Accadeva a Ruvo di Puglia, nel mercato settimanale siamo senza parole e ci auguriamo che anche a Ruvo di Puglia siano avviati percorsi di formazione ed educazione alla disabilità come accade nelle città limitrofe come #TraniAutismFriendly
Andrea (nome di fantasia) è un ragazzino con disturbo dello spettro autistico. Andrea come tutti i sabati ama andare al mercato con la sua mamma, perché quella passeggiata per lui è rigenerante, vitale in questo periodo di pandemia.
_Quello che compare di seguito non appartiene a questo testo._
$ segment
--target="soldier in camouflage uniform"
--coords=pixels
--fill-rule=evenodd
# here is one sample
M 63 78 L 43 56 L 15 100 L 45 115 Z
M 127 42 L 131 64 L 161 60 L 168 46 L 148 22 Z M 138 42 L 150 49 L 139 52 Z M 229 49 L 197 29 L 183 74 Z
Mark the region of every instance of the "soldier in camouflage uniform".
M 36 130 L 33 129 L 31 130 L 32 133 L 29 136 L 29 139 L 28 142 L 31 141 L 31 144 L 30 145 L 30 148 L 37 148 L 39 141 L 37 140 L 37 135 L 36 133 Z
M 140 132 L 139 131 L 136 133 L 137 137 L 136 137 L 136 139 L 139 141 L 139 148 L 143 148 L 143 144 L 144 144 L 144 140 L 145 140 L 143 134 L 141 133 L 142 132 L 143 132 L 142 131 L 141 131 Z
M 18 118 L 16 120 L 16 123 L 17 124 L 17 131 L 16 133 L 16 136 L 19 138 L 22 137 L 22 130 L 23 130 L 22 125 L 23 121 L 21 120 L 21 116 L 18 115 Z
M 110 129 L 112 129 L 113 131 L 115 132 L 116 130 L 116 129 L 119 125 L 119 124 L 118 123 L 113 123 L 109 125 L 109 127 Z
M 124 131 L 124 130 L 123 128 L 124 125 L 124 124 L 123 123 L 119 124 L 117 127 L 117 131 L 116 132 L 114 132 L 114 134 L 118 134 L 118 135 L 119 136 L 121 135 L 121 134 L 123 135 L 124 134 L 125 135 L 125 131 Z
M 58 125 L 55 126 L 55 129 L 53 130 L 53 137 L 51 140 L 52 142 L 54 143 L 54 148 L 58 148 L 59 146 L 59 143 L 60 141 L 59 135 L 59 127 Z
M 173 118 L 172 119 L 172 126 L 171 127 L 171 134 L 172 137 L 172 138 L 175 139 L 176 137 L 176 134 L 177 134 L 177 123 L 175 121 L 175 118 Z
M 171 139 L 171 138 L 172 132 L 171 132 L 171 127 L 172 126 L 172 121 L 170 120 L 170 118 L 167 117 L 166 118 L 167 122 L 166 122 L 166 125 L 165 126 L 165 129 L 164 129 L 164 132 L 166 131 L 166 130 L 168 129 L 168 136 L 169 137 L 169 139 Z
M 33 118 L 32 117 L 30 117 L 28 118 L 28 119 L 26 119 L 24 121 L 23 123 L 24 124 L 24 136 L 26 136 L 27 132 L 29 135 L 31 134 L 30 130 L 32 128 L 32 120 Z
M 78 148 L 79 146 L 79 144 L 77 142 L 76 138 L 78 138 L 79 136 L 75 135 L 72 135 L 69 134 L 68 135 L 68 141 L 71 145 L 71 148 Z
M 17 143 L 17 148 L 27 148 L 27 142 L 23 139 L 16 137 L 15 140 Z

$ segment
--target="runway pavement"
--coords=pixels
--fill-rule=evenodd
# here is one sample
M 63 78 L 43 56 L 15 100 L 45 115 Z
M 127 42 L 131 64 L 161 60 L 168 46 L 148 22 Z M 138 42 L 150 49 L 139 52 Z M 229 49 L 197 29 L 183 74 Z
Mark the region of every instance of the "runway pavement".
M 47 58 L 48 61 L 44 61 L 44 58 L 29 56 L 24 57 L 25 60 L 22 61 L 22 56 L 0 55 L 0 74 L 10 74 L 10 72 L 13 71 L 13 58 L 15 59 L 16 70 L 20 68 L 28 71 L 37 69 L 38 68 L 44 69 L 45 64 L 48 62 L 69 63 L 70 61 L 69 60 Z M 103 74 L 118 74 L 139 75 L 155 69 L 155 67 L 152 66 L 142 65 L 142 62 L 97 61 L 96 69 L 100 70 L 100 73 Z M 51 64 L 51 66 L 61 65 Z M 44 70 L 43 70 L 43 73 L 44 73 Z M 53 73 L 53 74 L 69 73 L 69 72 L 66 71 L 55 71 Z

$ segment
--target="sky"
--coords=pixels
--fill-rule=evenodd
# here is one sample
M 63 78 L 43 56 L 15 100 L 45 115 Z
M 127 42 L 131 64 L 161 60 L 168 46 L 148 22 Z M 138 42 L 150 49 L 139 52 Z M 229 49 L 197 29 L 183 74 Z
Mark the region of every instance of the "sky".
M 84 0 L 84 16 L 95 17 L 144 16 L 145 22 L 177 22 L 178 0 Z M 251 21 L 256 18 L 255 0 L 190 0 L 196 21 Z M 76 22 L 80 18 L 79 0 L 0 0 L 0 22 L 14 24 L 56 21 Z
Gli piace guardare le bancarelle, osservare gli oggetti, comprare piccole cose.
due sabati fa, Andrea si ferma con la mamma alla solita bancarella e mentre la mamma parla con il commerciante, lui dice una parolaccia. la mamma immediatamente si scusa chiede ad Andrea di scusarsi a sua volta, e spiega al commerciante che l’autismo può portare a ripetere parole o frasi ascoltate in altri ambiti in maniera del tutto decontestualizzata, e che quindi non era intenzione del ragazzino offendere
L’episodio sembrava essersi chiuso li…
…Sabato scorso ,Andrea ritorna al mercato con la sua mamma come da abitudine. Mentre passeggiano vengono additati dallo stesso commerciante che ad alta voce richiama il ragazzino offendendolo in pubblico utilizzando la stessa parola , che Andrea aveva pronunciato la settimana precedente. dicendo : hey xxx , sei ti quel xxx, che dice agli altri xxx, e lo ha detto a me ?
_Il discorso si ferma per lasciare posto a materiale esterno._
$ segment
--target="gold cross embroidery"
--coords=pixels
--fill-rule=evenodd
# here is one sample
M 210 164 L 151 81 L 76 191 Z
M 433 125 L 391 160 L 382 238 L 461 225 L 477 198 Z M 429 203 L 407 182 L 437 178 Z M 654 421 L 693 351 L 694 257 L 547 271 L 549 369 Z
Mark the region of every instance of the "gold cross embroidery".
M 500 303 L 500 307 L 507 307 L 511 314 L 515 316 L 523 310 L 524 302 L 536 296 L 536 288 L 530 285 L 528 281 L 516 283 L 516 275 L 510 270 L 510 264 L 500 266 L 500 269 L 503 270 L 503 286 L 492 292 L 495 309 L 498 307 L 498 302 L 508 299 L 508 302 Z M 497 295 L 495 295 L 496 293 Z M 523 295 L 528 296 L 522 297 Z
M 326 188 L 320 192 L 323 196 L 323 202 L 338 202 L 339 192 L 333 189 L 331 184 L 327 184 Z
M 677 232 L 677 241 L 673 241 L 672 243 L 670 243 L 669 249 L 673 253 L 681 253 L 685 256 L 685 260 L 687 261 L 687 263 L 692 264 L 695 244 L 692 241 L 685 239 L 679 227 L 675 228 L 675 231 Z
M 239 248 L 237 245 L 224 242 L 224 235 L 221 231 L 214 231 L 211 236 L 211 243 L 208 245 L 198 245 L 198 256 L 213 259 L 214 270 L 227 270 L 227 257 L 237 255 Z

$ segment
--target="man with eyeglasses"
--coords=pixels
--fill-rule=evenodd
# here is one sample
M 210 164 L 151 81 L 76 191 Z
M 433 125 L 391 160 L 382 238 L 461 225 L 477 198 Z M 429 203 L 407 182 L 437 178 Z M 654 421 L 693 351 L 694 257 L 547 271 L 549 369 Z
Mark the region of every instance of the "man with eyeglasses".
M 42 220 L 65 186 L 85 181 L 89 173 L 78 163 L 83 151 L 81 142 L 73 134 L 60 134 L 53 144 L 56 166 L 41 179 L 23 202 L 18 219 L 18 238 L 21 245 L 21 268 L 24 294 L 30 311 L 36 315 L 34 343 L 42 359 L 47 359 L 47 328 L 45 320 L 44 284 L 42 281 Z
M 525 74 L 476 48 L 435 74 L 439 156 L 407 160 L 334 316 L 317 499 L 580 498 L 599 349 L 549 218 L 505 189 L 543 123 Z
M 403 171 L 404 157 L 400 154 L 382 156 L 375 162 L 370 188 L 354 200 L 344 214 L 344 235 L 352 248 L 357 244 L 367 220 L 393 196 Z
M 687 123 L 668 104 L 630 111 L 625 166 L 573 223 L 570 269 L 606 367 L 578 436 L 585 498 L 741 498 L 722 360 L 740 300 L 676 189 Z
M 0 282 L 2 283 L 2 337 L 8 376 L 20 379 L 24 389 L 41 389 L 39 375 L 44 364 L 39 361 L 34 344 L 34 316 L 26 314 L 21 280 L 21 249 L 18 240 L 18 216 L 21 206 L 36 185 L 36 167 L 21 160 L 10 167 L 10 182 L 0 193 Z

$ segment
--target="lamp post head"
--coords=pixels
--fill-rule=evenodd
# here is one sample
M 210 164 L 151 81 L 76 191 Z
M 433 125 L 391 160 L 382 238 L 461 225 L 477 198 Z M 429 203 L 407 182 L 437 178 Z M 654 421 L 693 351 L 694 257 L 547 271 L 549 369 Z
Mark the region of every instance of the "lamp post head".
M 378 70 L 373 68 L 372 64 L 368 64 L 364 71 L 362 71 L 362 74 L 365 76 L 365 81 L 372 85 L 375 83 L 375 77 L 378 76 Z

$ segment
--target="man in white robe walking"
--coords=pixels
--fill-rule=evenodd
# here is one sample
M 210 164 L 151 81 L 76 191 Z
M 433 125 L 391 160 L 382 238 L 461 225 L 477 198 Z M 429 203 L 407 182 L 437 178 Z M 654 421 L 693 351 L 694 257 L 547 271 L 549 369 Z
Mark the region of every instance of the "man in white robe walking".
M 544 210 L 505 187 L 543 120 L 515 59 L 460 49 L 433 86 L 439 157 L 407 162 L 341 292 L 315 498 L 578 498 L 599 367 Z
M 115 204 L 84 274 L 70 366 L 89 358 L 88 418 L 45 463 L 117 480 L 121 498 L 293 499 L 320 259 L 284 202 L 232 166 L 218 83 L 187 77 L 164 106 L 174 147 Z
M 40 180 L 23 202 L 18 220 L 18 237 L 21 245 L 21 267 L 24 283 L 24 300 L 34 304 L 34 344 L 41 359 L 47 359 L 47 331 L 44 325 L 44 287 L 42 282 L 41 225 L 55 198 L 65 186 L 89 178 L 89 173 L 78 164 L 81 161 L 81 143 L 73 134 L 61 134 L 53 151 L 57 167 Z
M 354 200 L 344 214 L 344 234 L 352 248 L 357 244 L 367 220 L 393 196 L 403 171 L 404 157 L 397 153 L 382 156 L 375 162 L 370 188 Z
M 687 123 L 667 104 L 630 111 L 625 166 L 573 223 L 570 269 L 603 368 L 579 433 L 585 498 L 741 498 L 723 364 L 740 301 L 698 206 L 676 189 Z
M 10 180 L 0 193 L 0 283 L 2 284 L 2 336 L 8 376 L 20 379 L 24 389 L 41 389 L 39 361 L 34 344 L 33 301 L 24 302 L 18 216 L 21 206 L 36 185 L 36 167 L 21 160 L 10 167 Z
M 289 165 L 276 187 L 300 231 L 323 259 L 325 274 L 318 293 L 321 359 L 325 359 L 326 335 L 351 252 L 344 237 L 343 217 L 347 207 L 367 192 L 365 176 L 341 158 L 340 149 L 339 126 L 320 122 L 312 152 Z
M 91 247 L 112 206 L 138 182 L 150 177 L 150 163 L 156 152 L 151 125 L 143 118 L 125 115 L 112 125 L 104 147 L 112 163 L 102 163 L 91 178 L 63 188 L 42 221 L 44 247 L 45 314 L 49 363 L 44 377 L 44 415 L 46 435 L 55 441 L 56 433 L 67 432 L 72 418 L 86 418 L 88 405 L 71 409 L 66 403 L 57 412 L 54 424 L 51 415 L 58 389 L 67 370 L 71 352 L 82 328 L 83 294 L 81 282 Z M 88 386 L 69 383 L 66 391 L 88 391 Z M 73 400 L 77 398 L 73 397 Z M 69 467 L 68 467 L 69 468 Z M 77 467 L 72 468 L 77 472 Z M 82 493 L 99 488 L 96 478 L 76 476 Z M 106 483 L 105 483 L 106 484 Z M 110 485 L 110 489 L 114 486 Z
la mamma prontamente si avvicina al commerciante, chiedendogli di abbassare la voce e spiegazione sul suo atteggiamento. Ma il signore non pago ha cominciato ad offendere anche la mamma, dando dei maleducati a tutti i componenti della famigli, perché a suo dire se un ragazzo utilizza delle parole non consone non è colpa della diagnosi ma della cattiva educazione della famiglia, perché se fosse stato suo figlio lo avrebbe rimesso a posto con due ceffoni, gonfiandogli il muso
In questo periodo di pandemia, molto ci è stato tolto nelle relazioni umane. Una cosa però che non dovrebbe mai mancare e l’educazione civica, il rispetto delle diversità e l’empatia verso le disabilità.
Succede purtroppo di dover assistere a scene che ti lasciano l’amaro in bocca e ti lucidano gli occhi.
Succede che un uomo, un commerciante grande e grosso, se la prenda con un bambino autistico, colpevole di avergli rivolto una parola offensiva, probabilmente dimenticando o non sapendo (il commerciante) che per quel bimbo quella parola non vuol dire assolutamente nulla, perché molti nostri codici sociali e verbali, per chi soffre di autismo semplicemente non esistono. Ed anche se fosse, in ogni caso, prendersela con un bambino non è esattamente il massimo.